Communities could be created but if Black-identifying people and Black women still don’t feel safe in those communities, it’s a challenge, Williams explains. Her advice for other Black identifying women and girls is to “hold your head up.”
“Despite the challenges that might come, remember who you are and your values and try to find people who are going to be positive influences in your life; a positive community will always lead to success,” she says.
Empowering Black youth
Chinelo Iwegim, secretary/director of administration of Thrive-4-Blacks Community Services Society, a registered not-for-profit organization focused on advancing the education and empowerment of young Black people, echoes that sentiment.
“I believe when we work together, we are so much better for it because all of our talents and abilities are able to come in and create something beautiful,” she says.

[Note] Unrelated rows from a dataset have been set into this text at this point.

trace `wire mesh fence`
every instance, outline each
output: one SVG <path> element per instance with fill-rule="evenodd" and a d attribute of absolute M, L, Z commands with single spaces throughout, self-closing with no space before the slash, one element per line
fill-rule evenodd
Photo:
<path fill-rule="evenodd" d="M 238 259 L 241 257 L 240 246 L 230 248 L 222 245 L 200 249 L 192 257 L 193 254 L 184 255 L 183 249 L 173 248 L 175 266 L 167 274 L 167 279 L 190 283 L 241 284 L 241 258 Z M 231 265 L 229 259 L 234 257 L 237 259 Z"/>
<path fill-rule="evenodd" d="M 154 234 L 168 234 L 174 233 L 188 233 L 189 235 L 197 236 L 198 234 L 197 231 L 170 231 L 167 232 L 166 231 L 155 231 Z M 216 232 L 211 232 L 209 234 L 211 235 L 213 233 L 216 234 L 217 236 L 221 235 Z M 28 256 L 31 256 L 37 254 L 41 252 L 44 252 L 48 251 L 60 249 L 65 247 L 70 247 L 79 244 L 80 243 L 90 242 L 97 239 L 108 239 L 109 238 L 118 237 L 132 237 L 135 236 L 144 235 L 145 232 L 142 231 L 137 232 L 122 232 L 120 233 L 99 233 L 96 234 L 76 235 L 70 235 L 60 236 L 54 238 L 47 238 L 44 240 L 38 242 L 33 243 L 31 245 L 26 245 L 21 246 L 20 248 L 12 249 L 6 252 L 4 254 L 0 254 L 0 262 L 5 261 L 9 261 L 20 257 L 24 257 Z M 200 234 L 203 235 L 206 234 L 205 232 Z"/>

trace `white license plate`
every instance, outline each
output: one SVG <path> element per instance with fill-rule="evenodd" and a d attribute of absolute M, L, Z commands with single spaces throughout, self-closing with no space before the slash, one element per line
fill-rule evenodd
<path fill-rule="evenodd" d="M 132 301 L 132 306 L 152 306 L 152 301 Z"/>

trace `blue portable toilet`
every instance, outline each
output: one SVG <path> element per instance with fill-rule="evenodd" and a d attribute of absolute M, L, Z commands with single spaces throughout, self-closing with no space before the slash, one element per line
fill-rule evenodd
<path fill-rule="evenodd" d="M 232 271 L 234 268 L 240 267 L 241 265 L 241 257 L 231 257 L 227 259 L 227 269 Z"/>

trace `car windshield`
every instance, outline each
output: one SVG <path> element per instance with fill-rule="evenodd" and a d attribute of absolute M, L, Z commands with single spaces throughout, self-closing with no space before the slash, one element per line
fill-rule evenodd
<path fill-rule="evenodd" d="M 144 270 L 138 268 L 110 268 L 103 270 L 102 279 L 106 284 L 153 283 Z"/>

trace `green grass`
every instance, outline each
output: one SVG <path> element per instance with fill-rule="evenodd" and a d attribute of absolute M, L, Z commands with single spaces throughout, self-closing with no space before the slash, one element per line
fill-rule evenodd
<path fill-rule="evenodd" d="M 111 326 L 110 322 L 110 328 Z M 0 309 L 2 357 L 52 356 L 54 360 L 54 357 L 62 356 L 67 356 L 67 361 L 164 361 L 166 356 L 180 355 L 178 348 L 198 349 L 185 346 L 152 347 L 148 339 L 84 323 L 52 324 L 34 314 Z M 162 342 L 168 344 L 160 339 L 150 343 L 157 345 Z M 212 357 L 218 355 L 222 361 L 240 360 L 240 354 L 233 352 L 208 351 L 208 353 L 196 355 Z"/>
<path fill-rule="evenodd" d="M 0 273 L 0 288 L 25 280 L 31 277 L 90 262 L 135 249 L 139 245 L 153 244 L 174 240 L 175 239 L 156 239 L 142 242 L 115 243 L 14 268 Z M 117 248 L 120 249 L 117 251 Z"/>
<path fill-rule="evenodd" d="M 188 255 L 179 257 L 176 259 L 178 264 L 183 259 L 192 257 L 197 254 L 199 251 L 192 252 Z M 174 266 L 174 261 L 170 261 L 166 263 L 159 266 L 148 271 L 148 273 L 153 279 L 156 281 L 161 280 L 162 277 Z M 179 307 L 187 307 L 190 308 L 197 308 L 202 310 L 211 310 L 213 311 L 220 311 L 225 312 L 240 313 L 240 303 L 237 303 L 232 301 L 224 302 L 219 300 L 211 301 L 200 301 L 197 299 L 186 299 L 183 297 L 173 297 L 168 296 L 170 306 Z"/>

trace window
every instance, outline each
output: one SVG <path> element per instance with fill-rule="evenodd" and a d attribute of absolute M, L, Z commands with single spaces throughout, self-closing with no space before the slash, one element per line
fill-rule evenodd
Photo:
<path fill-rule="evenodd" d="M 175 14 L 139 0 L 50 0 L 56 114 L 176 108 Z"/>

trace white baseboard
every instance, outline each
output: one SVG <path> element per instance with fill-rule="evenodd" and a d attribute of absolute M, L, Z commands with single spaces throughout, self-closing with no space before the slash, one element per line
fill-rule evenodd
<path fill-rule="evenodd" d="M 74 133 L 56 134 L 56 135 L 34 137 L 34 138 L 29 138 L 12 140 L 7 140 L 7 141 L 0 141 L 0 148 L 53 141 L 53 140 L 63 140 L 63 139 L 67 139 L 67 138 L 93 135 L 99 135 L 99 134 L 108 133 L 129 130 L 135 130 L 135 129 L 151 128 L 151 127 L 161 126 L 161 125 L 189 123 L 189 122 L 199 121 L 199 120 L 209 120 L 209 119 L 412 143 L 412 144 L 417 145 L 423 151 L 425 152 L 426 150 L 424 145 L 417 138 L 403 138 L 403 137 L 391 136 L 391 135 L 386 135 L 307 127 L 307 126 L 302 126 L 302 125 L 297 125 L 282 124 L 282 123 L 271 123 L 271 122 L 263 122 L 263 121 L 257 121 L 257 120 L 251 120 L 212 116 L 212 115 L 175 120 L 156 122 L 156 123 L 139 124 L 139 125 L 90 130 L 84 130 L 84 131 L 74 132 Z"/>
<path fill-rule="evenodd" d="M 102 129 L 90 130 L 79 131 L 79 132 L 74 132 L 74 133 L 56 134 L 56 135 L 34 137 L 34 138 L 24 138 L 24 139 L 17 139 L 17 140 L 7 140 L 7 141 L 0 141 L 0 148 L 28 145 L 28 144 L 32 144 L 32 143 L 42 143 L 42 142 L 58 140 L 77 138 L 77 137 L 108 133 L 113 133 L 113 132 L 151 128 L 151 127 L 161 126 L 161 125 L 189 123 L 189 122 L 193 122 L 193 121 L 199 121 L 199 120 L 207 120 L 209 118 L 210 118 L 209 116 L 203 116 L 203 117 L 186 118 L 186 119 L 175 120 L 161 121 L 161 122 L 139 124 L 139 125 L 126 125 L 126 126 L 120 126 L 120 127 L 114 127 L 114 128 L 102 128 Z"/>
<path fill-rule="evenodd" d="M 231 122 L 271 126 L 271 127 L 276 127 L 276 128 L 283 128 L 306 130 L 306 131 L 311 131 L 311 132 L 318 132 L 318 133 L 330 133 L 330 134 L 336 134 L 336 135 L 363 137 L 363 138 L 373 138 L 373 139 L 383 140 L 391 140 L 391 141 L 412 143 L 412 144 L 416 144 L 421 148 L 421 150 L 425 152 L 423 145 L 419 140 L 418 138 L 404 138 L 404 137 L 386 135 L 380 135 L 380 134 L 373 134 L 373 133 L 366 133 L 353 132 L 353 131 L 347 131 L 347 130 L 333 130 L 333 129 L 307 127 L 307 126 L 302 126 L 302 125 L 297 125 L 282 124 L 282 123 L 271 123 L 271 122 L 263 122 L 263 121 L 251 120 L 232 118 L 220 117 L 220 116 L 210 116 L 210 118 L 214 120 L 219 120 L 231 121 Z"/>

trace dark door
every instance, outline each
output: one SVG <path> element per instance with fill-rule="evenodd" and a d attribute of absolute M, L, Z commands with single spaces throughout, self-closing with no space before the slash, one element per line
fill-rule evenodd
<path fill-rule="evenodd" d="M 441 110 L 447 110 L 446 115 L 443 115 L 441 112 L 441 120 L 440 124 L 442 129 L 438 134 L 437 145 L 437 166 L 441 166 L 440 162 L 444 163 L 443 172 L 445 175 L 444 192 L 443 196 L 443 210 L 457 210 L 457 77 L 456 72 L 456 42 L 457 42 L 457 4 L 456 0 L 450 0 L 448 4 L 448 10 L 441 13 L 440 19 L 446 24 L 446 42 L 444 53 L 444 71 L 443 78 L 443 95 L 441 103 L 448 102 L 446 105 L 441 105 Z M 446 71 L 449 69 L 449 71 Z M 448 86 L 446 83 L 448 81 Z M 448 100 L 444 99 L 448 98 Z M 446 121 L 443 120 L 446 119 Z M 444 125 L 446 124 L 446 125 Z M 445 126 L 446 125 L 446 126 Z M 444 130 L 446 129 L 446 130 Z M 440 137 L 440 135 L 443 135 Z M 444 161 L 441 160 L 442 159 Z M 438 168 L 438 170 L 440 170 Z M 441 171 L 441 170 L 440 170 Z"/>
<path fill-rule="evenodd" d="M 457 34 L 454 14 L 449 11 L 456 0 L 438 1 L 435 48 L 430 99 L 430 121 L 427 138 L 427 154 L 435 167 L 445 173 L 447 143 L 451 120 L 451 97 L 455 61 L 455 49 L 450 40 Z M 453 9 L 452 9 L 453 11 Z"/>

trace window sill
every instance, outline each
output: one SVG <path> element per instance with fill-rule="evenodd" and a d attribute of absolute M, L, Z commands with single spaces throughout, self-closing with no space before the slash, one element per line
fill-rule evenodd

Iwegim and her family immigrated to B.C. from Nigeria in 2017 also during winter and have since become part of a strong and growing Black community. Thrive-4-Blacks was founded by a group of friends on the heels of lived and shared experiences of Black children in the community. George Floyd’s murder by the police further propelled this group of friends to kickstart this initiative which empowers and equips the younger generation to be in a better place in society.

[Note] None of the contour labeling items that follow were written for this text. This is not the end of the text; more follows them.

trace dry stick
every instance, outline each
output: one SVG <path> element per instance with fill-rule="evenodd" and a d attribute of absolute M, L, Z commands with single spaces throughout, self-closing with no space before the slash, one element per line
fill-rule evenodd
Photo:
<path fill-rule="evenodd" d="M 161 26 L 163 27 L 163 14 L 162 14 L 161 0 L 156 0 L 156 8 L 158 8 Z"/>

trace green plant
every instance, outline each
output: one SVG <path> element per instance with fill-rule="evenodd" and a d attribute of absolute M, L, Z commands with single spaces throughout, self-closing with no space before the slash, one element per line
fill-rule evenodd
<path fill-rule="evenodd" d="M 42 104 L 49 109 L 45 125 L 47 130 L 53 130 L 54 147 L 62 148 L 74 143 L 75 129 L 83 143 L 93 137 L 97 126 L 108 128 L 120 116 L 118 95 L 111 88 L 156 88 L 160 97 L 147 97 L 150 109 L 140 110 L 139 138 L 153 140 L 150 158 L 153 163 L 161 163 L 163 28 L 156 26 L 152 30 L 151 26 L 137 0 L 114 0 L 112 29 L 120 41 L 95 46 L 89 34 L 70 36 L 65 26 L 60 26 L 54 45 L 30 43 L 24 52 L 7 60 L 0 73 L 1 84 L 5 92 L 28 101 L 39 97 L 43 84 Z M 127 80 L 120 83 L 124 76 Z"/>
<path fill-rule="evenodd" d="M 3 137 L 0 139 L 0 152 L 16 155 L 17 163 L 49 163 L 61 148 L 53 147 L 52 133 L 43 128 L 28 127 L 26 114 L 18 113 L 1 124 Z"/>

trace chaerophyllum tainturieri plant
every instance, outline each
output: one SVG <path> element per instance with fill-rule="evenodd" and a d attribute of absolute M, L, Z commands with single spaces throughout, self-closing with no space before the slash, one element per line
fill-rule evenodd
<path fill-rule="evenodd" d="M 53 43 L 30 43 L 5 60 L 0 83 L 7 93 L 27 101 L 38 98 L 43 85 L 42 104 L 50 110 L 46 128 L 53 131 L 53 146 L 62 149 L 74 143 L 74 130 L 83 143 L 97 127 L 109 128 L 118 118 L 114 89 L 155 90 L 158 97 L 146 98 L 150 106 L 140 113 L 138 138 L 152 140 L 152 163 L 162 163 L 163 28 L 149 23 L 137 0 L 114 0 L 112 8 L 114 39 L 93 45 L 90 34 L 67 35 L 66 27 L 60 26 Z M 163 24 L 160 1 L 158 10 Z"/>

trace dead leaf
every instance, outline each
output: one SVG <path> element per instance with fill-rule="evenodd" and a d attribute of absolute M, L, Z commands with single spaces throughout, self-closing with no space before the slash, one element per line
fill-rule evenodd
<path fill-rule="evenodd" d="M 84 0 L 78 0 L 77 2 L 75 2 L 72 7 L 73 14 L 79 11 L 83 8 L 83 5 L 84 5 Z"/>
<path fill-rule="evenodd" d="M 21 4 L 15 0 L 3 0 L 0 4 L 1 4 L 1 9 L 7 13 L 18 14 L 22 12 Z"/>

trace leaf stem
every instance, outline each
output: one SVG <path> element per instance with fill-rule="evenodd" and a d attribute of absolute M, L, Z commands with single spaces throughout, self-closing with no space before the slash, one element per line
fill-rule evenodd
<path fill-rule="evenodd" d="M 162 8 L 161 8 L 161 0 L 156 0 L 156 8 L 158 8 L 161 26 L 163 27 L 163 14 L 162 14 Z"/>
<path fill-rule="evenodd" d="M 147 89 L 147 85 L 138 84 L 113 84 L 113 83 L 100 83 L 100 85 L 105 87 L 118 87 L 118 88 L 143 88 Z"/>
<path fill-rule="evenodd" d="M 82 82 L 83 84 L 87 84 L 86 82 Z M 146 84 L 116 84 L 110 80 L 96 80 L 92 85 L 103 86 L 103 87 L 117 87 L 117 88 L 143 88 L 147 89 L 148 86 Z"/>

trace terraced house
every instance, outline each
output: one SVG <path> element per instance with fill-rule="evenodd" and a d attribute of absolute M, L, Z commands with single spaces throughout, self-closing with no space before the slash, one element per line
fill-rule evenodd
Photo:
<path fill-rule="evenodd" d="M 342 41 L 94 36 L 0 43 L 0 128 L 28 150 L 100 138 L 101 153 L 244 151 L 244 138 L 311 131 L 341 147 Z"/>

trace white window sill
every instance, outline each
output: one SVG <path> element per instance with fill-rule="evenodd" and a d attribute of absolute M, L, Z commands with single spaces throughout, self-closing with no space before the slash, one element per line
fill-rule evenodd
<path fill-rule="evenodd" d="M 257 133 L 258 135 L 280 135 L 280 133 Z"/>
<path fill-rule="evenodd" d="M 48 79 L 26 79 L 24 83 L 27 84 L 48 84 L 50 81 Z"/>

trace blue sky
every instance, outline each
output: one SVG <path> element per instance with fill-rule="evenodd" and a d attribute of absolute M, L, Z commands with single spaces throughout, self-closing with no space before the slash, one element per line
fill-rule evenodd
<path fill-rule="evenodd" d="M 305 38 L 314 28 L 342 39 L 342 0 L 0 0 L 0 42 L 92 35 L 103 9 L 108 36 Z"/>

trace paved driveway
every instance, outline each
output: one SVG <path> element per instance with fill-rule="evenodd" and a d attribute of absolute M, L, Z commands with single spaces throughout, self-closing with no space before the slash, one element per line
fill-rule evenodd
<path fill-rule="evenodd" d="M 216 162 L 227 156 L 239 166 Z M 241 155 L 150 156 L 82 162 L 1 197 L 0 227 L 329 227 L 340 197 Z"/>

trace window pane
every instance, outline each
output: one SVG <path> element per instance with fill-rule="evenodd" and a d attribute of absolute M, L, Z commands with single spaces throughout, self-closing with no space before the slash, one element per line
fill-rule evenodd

“Kids don’t have a community-oriented upbringing like we had so it affects their perspective; I’m hoping that when we get together that sense of community can be reawakened,” she says.
When children see that someone else has experienced the same things they have, it gives them a sense of confidence and identity knowing they’re not alone, Iwegim explains.
Geared towards the 6–18-year age group, Thrive-4-Blacks provides a variety of age-tailored programs and events for young people to learn practical skills such as public speaking, money management, business foundations with skills training, as well as education on and Black people’s cultures and history.
“Our programs provide information that kids normally wouldn’t learn within the four walls of a classroom,” says Iwegim.
Participants join in from Alberta, Ontario, Nigeria, and other African countries so Canadian children are sending messages to their peers in Africa. When Iwegim sees the children light up at new concepts, pick up interests and translate them into their daily lives, she feels that is a huge success.
“The organization is still developing”, she says, “and though there is still a lot of strategic work to be done, we remain committed to our goal of providing impactful extracurricular programs for kids of many migrant families who often cannot afford the additional costs of activities for their kids”.
Iwegim concludes that although it’s difficult to put on these events, it’s also rewarding.
“My hope for future generations,” she says “is that they take advantage of opportunities in the Canadian system to learn, improve, become involved and develop a global point of view to become the best version of themselves.”